チッックショーッガア!!こんな温められた血液なんて身体中に送ってんじゃねえよ心臓がッ!!!!あああああ〜〜〜〜熱い熱い熱い熱い!!!!!細胞の一つまで熱を持ったみたいに熱いッ!!!!!!!!


頭なんてもう湯気が立ち昇る程に熱くて意識が朦朧としてきた…!なのにあまりの痛みで気を失えない!痛覚だけが正常な働きを見せて異常なまでの信号を送ってくる。


身体の内側から炙られているみたいで舌がブクブクと泡が立って膨張し喉を塞ぎ、眼球は茹でたみたい水蒸気を発して角膜と瞳孔が白く濁りその機能を失う。

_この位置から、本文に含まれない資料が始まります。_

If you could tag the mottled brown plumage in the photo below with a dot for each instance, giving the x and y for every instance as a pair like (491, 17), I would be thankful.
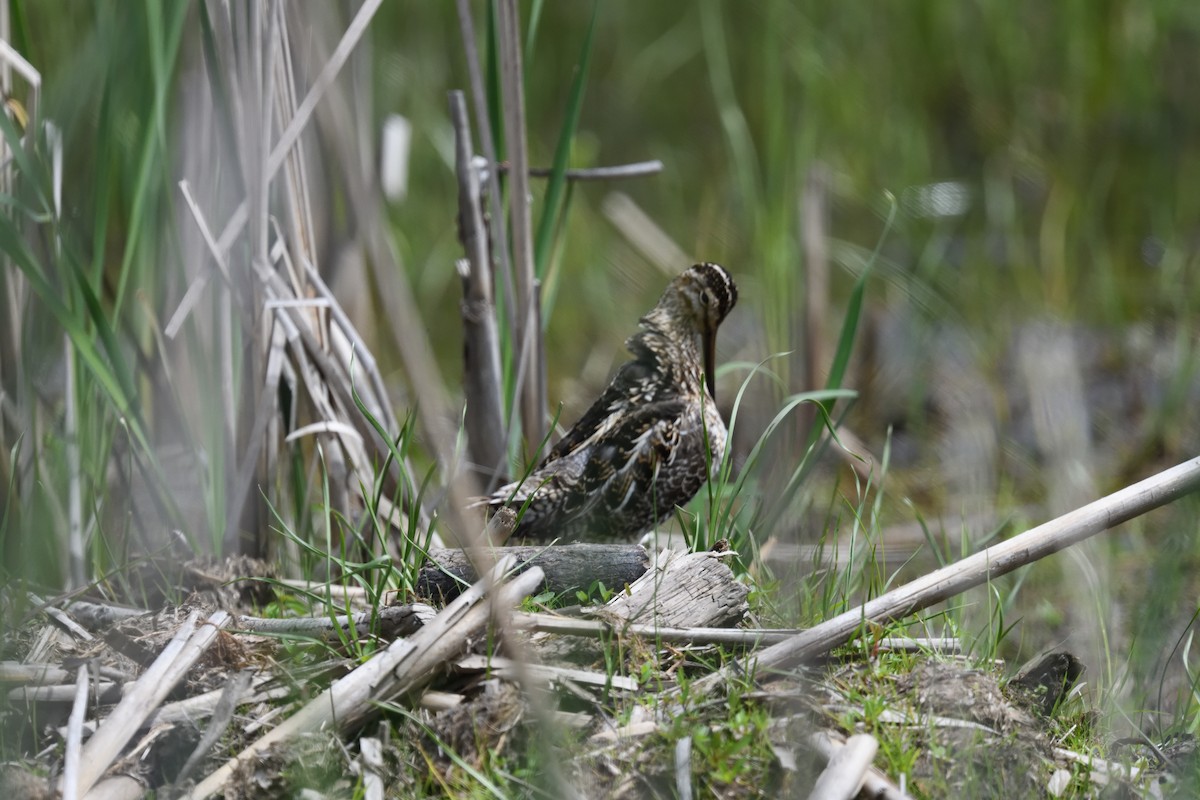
(651, 440)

頭の中は沸騰したやかんの中身のような状態で、脳というタンパク質の塊が熱で変質して固まり血管が凝固する。


「かぁ……か、あ……ぉ……あ……」


肺の内部の空気が熱で膨張して口から漏れ出す。肺の水分が蒸気となって喉を通ると粘膜を焼いて声帯を破壊した。もう声は出せない。口から漏れている音はやかんみたいに蒸気が漏れる音で、人間から発生するような音では無かった。


ルイスは能力を行使することが不可能になり影の中から急激に浮上する。そして影の中から出てきたルイスを見て魔女たちは凍りつく。まるでルイスは蒸し器やオーブンに入れられた肉の塊のような有り様だったからだ。


切れ目の入った左手と大きな乳房からは蒸気が常に漏れて人の内側から発せられる不愉快な臭いを地下駐車場内に充満させていき、彼女の着ていた服は炭化して彼女の皮膚を焼いていた。


「…勝負ありだね。ルイスが降参と言えそうにも無いから私が勝敗を決めます。」


理華は能力の行使を止めて何十にもなるレーザーを消す。地下駐車場の床や壁にはマグマを流し込んだかのような跡が幾重にも作り出されていてその威力を物語っていた。あのまま能力を行使し続けていたこの地下駐車場はどうなっていたか、考えるだけでも恐ろしい。


「ルイスは死亡。よって最後まで戦っていた理華の勝利。」


こうして2人の戦いは壮絶な死を迎えたルイスの敗北で決着がついたのだった。